В «Проклятом времени», моем третьем романе, написанном двадцать лет спустя, я не использовал конкретные и узнаваемые примеры, хотя некоторые реалии были сильнее сочиненных мной, — мне показалось это проявлением элементарной порядочности. Впрочем, это не стало недостатком, потому что я всегда интересовался более общими социальными явлениями, чем частной жизнью жертв. И только после того как роман вышел в свет, я узнал, что на окраинах селения, где нас, обитателей центральной площади, не слишком жаловали, многие пасквили становились поводом для праздника.
Правда, то, что было для меня главным, а именно, что пасквили по-своему вскрывали не столько моральное состояние общества, как считалось, сколько самую политику страны, мне удалось показать в романе не в полной мере. Я всегда думал, что муж Колдуньи является прекрасной моделью для военного алькальда в «Проклятом времени», но между тем я развил и прописал этот персонаж, он стал мне даже симпатичен, и я не нашел мотивов убивать его. Позже я сделал для себя открытие, что серьезный писатель не может убить персонаж, не имея на то веских причин, и это был не тот случай.
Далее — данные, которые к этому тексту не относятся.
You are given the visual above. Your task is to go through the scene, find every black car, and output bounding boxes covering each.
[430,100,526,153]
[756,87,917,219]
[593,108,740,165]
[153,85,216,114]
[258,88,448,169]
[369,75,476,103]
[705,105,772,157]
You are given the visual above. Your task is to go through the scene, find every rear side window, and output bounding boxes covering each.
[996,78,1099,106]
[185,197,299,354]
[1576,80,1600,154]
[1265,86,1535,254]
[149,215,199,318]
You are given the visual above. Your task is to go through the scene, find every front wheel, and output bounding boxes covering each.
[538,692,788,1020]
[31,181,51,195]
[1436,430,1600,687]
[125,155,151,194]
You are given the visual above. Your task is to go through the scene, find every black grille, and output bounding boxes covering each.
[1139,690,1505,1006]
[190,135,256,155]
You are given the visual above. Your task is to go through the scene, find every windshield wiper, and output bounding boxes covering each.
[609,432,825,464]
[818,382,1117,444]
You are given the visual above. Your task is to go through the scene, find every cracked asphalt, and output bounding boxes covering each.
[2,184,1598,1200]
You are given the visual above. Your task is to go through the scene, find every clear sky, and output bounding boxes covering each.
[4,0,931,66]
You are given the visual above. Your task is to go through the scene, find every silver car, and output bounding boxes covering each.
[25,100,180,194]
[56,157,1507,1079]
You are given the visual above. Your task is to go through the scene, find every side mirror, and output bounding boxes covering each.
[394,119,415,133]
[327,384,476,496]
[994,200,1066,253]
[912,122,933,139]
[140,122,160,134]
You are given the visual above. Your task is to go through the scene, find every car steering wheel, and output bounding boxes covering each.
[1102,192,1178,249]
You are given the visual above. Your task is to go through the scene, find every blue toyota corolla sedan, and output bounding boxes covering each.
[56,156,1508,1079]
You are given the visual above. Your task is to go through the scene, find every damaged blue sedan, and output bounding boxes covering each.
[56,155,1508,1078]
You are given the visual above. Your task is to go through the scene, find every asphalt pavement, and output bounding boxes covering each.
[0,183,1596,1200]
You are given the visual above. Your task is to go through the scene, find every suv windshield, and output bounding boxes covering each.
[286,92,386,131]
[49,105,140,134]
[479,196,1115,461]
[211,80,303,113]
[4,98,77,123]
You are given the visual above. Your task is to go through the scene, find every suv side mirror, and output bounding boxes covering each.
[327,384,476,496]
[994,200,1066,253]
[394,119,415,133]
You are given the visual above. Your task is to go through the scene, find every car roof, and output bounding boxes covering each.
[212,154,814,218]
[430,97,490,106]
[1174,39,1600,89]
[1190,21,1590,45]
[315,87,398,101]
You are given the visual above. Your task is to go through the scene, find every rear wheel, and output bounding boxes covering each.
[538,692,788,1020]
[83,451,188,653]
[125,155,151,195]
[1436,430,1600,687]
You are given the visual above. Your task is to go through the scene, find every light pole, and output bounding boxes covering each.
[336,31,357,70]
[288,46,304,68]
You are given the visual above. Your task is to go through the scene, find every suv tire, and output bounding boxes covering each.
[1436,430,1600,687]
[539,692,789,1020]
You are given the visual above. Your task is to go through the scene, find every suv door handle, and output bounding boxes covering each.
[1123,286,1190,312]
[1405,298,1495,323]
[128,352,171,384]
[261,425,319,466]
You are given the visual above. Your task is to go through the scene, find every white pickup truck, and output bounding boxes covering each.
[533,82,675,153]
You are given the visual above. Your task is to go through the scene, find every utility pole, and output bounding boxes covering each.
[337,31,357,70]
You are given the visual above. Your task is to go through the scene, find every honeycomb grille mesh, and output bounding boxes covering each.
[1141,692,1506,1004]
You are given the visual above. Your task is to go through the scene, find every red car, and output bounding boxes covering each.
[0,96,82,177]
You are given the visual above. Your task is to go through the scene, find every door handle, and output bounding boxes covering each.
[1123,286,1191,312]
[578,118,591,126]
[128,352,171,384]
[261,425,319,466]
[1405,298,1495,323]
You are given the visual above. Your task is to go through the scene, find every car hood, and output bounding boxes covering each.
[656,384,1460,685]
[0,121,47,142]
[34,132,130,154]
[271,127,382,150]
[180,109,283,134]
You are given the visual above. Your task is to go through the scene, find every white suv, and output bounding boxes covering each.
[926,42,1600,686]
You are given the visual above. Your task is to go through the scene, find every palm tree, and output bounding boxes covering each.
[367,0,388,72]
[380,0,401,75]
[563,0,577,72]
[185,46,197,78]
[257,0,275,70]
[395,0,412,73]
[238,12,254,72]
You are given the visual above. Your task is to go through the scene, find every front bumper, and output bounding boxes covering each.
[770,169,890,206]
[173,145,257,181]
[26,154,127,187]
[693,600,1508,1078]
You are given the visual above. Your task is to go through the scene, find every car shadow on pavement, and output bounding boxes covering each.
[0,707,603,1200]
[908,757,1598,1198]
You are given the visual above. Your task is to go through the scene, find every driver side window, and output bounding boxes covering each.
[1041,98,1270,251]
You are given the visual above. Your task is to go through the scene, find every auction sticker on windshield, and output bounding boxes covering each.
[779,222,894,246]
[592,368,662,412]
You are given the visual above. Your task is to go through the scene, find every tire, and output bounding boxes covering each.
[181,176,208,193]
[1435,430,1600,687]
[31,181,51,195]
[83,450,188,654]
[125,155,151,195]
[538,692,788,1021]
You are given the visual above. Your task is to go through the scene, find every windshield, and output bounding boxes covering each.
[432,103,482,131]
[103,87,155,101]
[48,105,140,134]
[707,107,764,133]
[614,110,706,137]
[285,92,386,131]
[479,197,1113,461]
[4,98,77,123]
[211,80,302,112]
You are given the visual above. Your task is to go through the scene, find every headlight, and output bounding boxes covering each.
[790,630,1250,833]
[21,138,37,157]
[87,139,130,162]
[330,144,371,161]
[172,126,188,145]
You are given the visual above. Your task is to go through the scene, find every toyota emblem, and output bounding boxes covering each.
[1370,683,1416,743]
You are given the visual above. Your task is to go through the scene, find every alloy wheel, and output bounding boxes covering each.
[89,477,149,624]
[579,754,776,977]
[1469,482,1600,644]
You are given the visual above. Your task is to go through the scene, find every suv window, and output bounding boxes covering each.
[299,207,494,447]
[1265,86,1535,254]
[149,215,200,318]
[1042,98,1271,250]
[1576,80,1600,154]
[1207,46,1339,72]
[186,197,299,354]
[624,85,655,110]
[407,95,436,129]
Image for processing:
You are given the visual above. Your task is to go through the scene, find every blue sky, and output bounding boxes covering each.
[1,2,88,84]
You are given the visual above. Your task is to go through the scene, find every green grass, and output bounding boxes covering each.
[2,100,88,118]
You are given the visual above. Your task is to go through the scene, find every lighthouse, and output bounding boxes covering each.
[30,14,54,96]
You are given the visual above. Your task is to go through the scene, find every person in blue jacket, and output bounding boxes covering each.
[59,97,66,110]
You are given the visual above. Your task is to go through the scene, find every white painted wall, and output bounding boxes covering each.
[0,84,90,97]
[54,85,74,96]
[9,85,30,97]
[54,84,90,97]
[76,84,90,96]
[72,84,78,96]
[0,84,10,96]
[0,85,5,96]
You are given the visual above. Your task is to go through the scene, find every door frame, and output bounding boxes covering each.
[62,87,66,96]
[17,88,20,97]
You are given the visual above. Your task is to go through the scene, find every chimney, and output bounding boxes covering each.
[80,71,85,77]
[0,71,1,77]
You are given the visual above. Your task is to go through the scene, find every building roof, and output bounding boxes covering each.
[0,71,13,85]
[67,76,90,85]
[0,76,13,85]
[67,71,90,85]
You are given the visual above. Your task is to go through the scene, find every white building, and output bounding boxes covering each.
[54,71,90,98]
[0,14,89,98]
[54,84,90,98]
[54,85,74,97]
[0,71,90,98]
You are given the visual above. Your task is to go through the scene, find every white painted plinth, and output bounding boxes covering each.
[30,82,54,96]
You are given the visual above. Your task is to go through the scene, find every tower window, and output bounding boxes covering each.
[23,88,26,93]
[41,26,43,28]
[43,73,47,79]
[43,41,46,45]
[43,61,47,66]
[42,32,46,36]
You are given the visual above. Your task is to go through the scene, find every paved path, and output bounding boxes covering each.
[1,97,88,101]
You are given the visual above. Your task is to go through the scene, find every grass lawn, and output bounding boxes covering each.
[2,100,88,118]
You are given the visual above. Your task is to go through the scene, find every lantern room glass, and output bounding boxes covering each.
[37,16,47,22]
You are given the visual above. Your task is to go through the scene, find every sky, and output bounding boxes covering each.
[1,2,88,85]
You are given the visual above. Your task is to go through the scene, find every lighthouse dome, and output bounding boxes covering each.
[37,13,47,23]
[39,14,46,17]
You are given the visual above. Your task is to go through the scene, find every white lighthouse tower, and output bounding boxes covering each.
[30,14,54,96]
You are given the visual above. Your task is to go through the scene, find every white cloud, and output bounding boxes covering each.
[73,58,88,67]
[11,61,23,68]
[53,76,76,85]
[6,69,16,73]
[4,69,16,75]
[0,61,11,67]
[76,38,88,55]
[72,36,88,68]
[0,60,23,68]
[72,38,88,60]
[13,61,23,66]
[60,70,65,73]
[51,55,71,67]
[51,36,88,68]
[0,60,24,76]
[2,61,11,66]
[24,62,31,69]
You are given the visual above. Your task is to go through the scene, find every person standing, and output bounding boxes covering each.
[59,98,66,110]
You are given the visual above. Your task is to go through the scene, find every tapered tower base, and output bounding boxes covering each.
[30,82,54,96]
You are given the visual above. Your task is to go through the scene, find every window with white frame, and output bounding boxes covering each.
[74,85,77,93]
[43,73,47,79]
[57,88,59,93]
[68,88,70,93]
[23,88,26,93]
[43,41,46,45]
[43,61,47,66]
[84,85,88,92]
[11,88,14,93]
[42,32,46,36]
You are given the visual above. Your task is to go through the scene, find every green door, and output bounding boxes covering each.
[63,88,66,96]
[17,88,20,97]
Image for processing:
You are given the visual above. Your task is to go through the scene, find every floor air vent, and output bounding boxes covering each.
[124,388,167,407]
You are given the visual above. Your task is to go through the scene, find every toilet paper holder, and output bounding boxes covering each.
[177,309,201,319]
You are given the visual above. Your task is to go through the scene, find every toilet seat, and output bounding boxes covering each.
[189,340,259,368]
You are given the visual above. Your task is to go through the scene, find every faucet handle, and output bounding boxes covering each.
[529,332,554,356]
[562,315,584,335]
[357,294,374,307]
Сейчас я понимаю, что роман мог быть совсем другим. Я написал его в студенческом отеле на улице Кюже в Латинском квартале в Париже, в ста метрах от бульвара Сен-Мишель, в дни, проходившие в немилосердном ожидании денежного перевода, который никак не приходил. Когда я его закончил, у меня оказалась целая стопка исписанной бумаги, я связал ее тремя галстуками, которые надевал в лучшие времена, и похоронил в глубине платяного шкафа.
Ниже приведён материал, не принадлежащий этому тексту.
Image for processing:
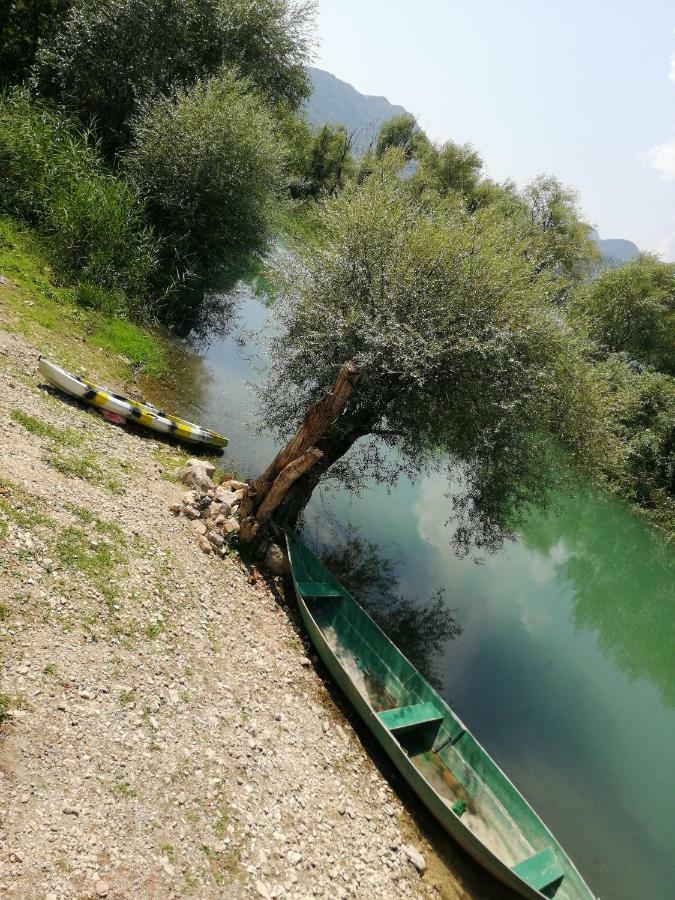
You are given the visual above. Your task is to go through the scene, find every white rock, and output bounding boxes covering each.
[95,881,110,897]
[181,466,212,492]
[223,517,240,535]
[187,458,216,477]
[214,487,237,506]
[221,479,248,491]
[402,843,426,873]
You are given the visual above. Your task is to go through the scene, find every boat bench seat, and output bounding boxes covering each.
[295,579,343,599]
[377,702,444,733]
[512,846,564,893]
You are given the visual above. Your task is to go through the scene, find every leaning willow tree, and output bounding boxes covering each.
[240,153,613,556]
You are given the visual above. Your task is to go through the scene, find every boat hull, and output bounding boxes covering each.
[38,358,227,450]
[286,531,596,900]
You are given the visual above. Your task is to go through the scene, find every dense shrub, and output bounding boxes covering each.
[125,70,282,300]
[280,116,355,198]
[0,0,72,88]
[34,0,314,155]
[599,357,675,531]
[572,255,675,374]
[0,90,156,305]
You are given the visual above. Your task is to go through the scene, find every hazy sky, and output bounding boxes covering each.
[313,0,675,259]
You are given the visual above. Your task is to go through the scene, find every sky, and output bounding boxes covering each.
[313,0,675,260]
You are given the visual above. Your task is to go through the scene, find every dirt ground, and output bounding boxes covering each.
[0,315,512,898]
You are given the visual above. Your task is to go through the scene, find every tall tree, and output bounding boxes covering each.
[374,113,428,161]
[521,174,599,297]
[413,139,484,199]
[240,155,611,555]
[571,254,675,374]
[34,0,316,156]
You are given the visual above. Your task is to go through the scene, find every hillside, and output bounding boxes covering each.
[588,228,640,267]
[303,67,412,155]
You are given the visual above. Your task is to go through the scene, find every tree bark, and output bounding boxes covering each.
[239,361,360,549]
[256,448,323,522]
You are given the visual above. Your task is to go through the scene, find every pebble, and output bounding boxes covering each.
[402,843,426,874]
[0,339,425,900]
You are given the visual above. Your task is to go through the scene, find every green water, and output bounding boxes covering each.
[152,288,675,900]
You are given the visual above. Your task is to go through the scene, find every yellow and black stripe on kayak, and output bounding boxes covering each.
[38,358,228,449]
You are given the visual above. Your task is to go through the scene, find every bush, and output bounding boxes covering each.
[572,255,675,374]
[125,70,282,302]
[0,90,156,308]
[599,356,675,533]
[35,0,314,156]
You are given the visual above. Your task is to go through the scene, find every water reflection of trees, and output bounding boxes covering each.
[522,489,675,707]
[315,525,462,690]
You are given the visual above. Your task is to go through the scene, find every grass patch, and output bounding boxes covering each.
[11,409,83,446]
[43,663,58,677]
[0,694,11,724]
[0,478,54,530]
[143,621,164,640]
[0,216,167,380]
[0,603,9,621]
[160,843,176,863]
[44,450,122,493]
[119,689,136,705]
[200,844,240,884]
[53,524,124,576]
[112,779,136,798]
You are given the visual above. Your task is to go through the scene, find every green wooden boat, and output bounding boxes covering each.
[285,530,597,900]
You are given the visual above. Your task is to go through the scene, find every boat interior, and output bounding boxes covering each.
[287,533,587,899]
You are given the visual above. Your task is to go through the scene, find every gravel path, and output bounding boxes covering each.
[0,326,504,899]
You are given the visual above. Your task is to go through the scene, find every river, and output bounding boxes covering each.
[149,283,675,900]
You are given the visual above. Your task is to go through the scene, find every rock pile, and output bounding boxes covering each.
[170,460,290,576]
[170,458,247,557]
Два года спустя в городе Мехико я не знал даже, где находится рукопись, когда у меня запросили ее для конкурса романов, проводимого компанией «Эссо Коломбиано» с огромной для меня в те голодные времена премией в три тысячи долларов. Посыльным был фотограф Гильермо Ангуло, мой старый колумбийский друг, который знал о существовании рукописи с тех пор, как она была написана в Париже, и я ее представил в том виде, в каком она изначально была, еще перевязанной галстуками, измятой, так как у меня не хватило времени, чтобы хотя бы проутюжить ее. Таким образом, я отправил роман на конкурс безо всякой надежды на премию, которой хватило бы, чтобы купить дом. Но рукопись, такая, какой я ее послал, была объявлена прославленным жюри победительницей, это случилось 16 апреля 1962 года, почти в тот же час, когда в рубашке родился наш второй сын, Гонсало.
У нас не было времени даже на то, чтобы все обдумать, когда я получил письмо от падре Феликса Рестрепо, президента Колумбийской академии языка и доброго человека, который председательствовал в жюри премии, но не знал названия романа. Только тогда я понял, что в последний момент в спешке забыл написать его на первой странице: «Это говенное село».
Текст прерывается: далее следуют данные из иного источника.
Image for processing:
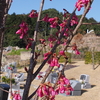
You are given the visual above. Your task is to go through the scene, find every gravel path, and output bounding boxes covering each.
[13,61,100,100]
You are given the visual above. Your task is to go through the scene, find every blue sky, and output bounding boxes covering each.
[8,0,100,22]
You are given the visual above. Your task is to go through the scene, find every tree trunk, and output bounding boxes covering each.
[0,0,6,72]
[92,47,95,70]
[22,0,45,99]
[22,57,37,100]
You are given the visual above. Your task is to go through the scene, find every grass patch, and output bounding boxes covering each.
[7,48,31,55]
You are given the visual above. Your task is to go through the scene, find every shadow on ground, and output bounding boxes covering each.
[91,85,96,88]
[81,89,88,95]
[81,84,96,95]
[64,64,79,71]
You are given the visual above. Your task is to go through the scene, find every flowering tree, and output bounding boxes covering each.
[0,0,94,100]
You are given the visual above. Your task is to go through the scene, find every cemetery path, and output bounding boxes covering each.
[55,61,100,100]
[17,60,100,100]
[2,60,100,100]
[29,61,100,100]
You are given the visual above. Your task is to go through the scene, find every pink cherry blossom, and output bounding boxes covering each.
[66,90,70,95]
[16,28,26,39]
[72,43,77,51]
[75,49,80,55]
[49,87,56,96]
[12,92,21,100]
[29,10,38,18]
[25,42,32,50]
[37,84,56,99]
[50,21,58,28]
[42,85,49,95]
[50,97,55,100]
[26,38,34,50]
[48,36,56,48]
[50,57,60,67]
[17,94,21,100]
[72,43,80,55]
[48,17,59,28]
[39,38,46,46]
[37,87,44,97]
[14,94,21,100]
[49,42,53,48]
[19,21,28,30]
[59,85,66,93]
[75,0,90,11]
[63,42,66,46]
[63,39,67,46]
[66,85,74,93]
[49,87,56,100]
[75,0,83,11]
[44,52,52,60]
[55,88,59,95]
[42,14,49,22]
[57,40,61,45]
[70,14,78,26]
[8,67,12,70]
[56,75,74,95]
[64,32,69,37]
[48,36,56,42]
[46,53,60,67]
[16,22,28,39]
[63,77,70,84]
[59,50,65,56]
[59,21,66,28]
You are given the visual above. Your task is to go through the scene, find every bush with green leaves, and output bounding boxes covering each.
[2,76,15,84]
[85,51,100,64]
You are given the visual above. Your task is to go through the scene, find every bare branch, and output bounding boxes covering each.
[73,0,94,34]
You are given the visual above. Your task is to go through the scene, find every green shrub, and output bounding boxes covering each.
[85,51,100,64]
[84,51,92,64]
[2,76,15,84]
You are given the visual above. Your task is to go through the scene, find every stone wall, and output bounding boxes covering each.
[20,51,32,60]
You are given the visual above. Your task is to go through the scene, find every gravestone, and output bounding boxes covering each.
[59,80,81,96]
[58,64,65,76]
[5,46,12,52]
[46,72,58,83]
[70,80,81,96]
[14,73,25,82]
[4,62,17,78]
[79,74,91,89]
[80,74,89,83]
[11,62,17,73]
[4,65,11,78]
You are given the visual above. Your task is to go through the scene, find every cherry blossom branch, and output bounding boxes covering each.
[22,0,45,100]
[29,1,94,99]
[73,0,93,35]
[31,8,77,82]
[28,8,77,100]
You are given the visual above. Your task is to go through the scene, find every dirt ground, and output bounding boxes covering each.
[13,60,100,100]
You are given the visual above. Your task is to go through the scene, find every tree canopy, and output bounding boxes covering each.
[4,8,100,48]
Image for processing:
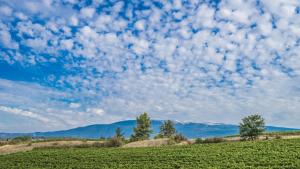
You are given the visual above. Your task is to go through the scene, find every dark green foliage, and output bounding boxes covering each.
[130,112,152,141]
[159,120,176,138]
[115,127,125,140]
[105,137,124,147]
[154,133,163,139]
[195,138,204,144]
[11,136,32,144]
[239,114,265,140]
[2,138,300,168]
[195,137,225,144]
[173,133,187,143]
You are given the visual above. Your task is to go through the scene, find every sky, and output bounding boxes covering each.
[0,0,300,132]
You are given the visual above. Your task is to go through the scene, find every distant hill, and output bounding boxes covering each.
[0,120,298,139]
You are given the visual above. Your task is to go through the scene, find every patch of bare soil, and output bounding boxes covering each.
[122,138,170,148]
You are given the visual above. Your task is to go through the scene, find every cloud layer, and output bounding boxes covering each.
[0,0,300,132]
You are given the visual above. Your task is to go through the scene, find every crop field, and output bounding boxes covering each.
[0,138,300,169]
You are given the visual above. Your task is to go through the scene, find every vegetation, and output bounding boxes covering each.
[115,127,124,140]
[172,133,187,143]
[239,114,265,140]
[130,112,152,141]
[106,127,125,147]
[159,120,176,138]
[195,137,226,144]
[10,136,32,144]
[1,138,300,168]
[105,137,124,147]
[265,130,300,136]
Название смутило падре Рестрепо, через Хермана Варгаса он весьма корректно попросил меня заменить его на менее грубое, но более подходящее по тону книге. В конце концов после долгих пререканий я остановился на названии, которое не очень внятно говорило о драматической коллизии, но показалось мне неким знаменем, под которым книга поплывет по морям лицемерия и ханжества: «Проклятое время».